No help with this specific issue, but the day of MACs being immune to malware/viruses is long gone. And, now, we're seeing malware that takes advantage to the various "syncing" features out there. For instance, if you login to chrome to take advantage of syncing your bookmarks to other computers, you will also get malware sync'd to your other devices. I'm sure there are deviants working on cross-platform syncing malware as we speak...
 
Apple has been susceptible and targeted for malware and "viruses" for quite some time now. And Apple, Inc is exceedingly slow to patch. The main attack vectors are via the various available web browsers and the email programs, just like every other desktop OS.

Avast is free for personal use and seems to be pretty good from testing we've done at catching malicious things.

We also use Symantec at the office and it has not been impressive in performance but hasn't failed so miserably on Mac that anything truly destructive has gotten through yet.

Java and Flash are their usual unmitigated security disasters on all platforms including Mac, also.
 
Very, very few devices are truly immune to viruses. It's a question of whether or not they are important enough to be a target.
 
More things are targetted at PCs and iPhones/iOS because those have the big targets. iOS is designed to be a bit more resiliant against those things but it's hardly immune.

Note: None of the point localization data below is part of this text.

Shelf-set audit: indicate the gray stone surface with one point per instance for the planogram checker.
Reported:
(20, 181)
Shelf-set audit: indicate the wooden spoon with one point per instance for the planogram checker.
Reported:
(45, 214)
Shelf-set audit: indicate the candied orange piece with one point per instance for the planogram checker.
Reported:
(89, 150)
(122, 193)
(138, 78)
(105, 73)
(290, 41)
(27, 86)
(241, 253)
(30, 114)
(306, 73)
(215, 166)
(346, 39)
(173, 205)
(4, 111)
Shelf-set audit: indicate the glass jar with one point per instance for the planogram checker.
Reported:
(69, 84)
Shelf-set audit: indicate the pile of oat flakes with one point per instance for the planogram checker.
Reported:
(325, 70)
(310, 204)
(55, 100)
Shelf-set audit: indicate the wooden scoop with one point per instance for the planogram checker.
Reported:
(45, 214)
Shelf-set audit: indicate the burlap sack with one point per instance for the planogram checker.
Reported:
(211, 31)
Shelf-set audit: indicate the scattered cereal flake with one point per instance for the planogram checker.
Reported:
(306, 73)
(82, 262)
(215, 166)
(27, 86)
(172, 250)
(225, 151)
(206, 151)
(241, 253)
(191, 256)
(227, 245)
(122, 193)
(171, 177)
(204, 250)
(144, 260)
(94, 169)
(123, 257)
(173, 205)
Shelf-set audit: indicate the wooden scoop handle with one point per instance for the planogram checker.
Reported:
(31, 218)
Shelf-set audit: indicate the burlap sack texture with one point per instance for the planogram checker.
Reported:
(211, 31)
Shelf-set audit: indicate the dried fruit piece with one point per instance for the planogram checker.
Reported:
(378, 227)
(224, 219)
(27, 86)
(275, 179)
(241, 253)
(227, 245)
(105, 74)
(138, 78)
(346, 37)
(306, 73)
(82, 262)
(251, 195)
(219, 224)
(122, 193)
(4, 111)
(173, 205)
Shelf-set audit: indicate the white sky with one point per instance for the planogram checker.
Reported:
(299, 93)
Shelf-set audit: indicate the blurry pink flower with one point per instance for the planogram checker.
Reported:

OS/X survives virus free because nobody by and large gives a hoot, but there is a lot of malware out there that gets around the rudimentary "are you sure you want to install this piece of untrusted software you downloaded off the internet" confirmation. Even as a savvy user I got bitten by one of these (the installed software was benign, but the installer that came with it installs all sorts of malware in the browser's in the process).
 
OS/X isn't immune. But for sure and for certain it is better than the crap from microsoft.

No automobile is immune from being stolen, but you can decrease the odds that your car is stolen by doing some very simple things (e.g., locking car door). Make it so that is it relatively easier to steal that other car.